Lemoult and co call this device a resonant metalens and have even built one to prove the principle in the microwave region of the spectrum. Their lens consists of a 20 x 20 array of copper wires, each 40 cm long and 3mm wide with a period of 1.2 cm.

One obvious question which they do not address is the theoretical link between resonant metalenses and other devices that also beat the diffraction limit, in particular, the superlenses described by John Pendry at Imperial College London, the leading theoretician in this field.



Pendry takes an entirely different approach to deriving the properties of his superlens but the end result is more or less identical. Which means there’s bound to be a formal mathematical link between the two approaches.

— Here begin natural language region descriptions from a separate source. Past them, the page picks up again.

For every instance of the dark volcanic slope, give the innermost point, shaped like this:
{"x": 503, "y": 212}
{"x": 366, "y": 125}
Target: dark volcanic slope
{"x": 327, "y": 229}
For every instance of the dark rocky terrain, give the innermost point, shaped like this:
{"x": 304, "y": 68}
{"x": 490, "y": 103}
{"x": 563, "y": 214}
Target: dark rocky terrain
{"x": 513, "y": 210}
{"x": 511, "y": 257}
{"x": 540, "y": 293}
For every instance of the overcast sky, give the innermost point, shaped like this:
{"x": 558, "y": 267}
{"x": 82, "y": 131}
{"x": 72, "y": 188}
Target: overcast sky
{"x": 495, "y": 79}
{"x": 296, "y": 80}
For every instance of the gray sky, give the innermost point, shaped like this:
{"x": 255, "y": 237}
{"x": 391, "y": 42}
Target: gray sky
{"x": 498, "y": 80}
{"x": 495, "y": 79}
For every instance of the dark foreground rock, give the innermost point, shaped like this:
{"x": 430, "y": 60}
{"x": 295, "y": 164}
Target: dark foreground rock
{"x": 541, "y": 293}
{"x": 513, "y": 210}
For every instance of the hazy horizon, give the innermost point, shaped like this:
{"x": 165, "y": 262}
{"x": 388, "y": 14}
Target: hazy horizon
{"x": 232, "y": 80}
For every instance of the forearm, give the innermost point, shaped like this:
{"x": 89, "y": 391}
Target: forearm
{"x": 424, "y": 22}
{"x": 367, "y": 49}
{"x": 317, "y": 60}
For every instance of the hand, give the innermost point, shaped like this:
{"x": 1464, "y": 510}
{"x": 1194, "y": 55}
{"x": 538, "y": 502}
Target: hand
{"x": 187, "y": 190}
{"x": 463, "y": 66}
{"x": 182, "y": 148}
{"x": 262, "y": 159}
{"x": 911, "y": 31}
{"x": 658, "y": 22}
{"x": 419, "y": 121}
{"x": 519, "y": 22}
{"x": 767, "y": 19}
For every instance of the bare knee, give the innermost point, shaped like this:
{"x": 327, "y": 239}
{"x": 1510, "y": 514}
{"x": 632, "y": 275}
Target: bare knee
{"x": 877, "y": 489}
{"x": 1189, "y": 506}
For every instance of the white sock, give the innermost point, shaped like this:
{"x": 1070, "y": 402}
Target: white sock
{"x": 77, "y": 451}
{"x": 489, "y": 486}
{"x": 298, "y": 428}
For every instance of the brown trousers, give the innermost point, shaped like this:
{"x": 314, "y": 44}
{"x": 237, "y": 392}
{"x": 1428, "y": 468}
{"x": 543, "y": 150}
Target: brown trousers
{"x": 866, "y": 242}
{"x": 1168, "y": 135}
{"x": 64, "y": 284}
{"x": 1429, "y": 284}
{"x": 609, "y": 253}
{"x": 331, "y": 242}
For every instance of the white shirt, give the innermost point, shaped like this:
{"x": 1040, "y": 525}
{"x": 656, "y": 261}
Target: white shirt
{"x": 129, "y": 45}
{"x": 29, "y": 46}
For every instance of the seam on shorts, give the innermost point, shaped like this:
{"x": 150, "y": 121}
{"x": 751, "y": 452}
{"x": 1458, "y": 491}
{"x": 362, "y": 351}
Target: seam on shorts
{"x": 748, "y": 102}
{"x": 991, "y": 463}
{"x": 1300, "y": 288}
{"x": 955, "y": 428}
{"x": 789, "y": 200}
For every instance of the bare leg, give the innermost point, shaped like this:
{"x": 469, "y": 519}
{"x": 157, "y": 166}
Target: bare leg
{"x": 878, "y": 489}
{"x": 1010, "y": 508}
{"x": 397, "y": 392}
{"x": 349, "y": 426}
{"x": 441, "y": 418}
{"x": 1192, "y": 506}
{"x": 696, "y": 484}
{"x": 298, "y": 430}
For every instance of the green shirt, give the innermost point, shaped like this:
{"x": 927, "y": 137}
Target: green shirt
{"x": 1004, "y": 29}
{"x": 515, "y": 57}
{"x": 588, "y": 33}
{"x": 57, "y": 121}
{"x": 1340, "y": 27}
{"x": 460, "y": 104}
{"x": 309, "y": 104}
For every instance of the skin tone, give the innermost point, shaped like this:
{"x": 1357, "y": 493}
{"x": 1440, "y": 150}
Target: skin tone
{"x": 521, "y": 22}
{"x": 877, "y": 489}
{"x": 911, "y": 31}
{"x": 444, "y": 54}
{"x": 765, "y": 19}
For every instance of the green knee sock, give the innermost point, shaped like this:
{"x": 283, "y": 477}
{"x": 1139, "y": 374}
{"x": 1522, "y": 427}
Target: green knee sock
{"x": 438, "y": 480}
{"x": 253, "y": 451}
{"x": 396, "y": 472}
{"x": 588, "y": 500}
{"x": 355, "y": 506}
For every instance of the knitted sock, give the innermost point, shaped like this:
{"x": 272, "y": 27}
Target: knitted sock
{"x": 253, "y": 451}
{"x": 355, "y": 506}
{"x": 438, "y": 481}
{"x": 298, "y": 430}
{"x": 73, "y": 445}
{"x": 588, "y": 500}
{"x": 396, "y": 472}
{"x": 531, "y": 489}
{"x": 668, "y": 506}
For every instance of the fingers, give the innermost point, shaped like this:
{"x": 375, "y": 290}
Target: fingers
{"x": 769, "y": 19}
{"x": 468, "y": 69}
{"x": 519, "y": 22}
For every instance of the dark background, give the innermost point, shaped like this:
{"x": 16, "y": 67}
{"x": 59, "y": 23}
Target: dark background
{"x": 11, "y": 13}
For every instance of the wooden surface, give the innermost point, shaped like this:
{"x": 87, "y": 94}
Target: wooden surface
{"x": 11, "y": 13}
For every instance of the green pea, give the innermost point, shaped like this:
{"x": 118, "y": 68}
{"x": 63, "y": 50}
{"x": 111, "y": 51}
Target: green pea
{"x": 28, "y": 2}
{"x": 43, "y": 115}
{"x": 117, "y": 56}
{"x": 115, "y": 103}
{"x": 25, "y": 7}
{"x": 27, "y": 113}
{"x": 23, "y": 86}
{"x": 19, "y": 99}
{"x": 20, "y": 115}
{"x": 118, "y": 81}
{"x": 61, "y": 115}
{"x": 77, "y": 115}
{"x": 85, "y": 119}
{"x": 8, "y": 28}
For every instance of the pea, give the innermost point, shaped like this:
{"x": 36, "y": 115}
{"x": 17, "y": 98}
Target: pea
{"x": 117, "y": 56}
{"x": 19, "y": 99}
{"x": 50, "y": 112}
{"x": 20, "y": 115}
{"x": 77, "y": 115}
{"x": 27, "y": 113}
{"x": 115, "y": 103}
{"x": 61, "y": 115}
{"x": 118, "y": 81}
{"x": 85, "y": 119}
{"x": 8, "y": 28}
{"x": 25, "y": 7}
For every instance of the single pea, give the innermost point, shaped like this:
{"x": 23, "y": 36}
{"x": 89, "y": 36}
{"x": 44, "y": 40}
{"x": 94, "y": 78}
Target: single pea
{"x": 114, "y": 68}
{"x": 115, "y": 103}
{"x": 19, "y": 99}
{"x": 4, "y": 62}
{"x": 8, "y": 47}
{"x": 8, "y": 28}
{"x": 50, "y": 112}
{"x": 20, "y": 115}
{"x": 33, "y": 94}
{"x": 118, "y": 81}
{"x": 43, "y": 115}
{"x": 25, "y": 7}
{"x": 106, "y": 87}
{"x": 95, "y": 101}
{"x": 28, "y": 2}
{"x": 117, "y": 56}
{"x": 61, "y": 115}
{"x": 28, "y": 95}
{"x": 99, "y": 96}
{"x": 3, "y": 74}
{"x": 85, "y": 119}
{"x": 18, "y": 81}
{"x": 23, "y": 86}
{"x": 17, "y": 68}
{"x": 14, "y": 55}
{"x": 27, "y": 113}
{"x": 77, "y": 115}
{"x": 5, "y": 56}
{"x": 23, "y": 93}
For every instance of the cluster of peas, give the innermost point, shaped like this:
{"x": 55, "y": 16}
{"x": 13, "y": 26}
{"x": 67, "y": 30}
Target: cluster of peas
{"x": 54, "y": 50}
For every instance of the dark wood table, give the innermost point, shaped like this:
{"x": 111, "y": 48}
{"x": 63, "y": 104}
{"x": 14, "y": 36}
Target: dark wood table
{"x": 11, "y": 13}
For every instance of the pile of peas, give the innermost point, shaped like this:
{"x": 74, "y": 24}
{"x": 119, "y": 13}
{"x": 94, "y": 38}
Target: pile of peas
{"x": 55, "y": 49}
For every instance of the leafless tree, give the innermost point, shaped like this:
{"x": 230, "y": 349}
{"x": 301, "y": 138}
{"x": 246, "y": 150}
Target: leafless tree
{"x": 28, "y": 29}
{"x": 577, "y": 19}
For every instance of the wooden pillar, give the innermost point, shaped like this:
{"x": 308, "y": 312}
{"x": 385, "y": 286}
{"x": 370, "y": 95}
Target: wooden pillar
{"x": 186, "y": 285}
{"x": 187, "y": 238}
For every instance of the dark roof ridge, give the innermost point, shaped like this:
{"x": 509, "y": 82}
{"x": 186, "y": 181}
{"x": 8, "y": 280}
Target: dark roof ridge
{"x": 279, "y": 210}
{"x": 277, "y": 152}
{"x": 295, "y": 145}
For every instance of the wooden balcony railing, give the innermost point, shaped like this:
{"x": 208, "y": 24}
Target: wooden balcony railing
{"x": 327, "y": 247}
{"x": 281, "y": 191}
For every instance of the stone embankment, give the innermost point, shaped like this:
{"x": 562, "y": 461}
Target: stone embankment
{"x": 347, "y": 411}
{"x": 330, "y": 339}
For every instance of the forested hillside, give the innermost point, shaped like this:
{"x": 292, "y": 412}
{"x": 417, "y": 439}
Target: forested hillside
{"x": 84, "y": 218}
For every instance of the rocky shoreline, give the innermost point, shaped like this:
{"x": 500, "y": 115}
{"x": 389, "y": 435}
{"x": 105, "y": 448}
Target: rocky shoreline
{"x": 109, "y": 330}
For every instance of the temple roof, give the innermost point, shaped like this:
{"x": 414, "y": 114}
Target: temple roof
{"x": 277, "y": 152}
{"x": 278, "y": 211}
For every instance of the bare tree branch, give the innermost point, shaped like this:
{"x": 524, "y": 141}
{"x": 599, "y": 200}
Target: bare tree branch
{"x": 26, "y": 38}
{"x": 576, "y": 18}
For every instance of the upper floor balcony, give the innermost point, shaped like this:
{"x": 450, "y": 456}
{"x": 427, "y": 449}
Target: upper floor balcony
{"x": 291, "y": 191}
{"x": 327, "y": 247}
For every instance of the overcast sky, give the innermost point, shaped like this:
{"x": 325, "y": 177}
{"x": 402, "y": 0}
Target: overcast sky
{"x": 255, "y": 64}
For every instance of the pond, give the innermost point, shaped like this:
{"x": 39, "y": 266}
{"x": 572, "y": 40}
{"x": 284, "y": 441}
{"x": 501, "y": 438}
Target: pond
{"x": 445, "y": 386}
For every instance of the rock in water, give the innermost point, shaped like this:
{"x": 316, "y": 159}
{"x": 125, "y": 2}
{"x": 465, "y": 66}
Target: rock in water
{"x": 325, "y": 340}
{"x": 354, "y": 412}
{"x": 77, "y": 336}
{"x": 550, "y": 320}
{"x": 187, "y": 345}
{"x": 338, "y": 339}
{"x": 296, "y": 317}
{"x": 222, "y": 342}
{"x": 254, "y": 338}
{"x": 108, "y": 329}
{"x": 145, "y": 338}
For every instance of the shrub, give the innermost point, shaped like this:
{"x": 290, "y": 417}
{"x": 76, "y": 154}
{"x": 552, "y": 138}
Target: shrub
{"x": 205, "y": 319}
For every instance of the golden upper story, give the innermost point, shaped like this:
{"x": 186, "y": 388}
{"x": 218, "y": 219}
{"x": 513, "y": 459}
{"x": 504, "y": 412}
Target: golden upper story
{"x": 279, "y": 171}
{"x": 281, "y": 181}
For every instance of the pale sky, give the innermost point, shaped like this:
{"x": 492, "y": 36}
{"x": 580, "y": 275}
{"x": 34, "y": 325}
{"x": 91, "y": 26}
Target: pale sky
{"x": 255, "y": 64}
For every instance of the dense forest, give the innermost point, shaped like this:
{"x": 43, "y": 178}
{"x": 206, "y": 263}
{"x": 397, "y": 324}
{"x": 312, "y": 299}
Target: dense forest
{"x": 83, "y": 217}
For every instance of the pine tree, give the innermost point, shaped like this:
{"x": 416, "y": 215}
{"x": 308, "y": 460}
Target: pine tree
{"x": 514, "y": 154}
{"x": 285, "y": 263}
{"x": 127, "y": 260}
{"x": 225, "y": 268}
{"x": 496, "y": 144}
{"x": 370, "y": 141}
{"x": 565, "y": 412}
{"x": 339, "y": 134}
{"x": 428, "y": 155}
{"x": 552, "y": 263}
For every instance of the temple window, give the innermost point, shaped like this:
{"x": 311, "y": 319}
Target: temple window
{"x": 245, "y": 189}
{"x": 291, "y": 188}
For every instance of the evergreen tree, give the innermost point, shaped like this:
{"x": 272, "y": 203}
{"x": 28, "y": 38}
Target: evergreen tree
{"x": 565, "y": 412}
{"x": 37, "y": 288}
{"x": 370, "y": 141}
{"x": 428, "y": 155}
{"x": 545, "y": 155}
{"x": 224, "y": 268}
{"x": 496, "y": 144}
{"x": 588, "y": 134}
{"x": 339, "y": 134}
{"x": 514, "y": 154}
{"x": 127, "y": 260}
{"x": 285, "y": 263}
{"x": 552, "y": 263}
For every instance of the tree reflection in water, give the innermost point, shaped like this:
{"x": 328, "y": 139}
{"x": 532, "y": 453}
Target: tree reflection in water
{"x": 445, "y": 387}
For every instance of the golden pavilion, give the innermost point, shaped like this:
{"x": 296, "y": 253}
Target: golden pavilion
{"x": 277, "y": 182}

This specific studied lens is scalable towards near-IR and in this range, the losses will increase, limiting the resolution. Using gain media in the matrix may counter this problem. More generally, we are currently working on a criterion linking the resolution achievable to the losses and typical size of the metalens. This lens presents degenerated modes because of the symmetry: adding some disorder in the spatial or resonant frequency distribution of the resonators, as well as in the matrix should lift this degeneracy and enhance dispersion. Finally, we would like to emphasize that the concept of resonant metalens should be realizable in any part of the electromagnetic spectrum, with any subwavelength resonator, such as split-rings, nanoparticles, resonant wires, and even bubbles in acoustics.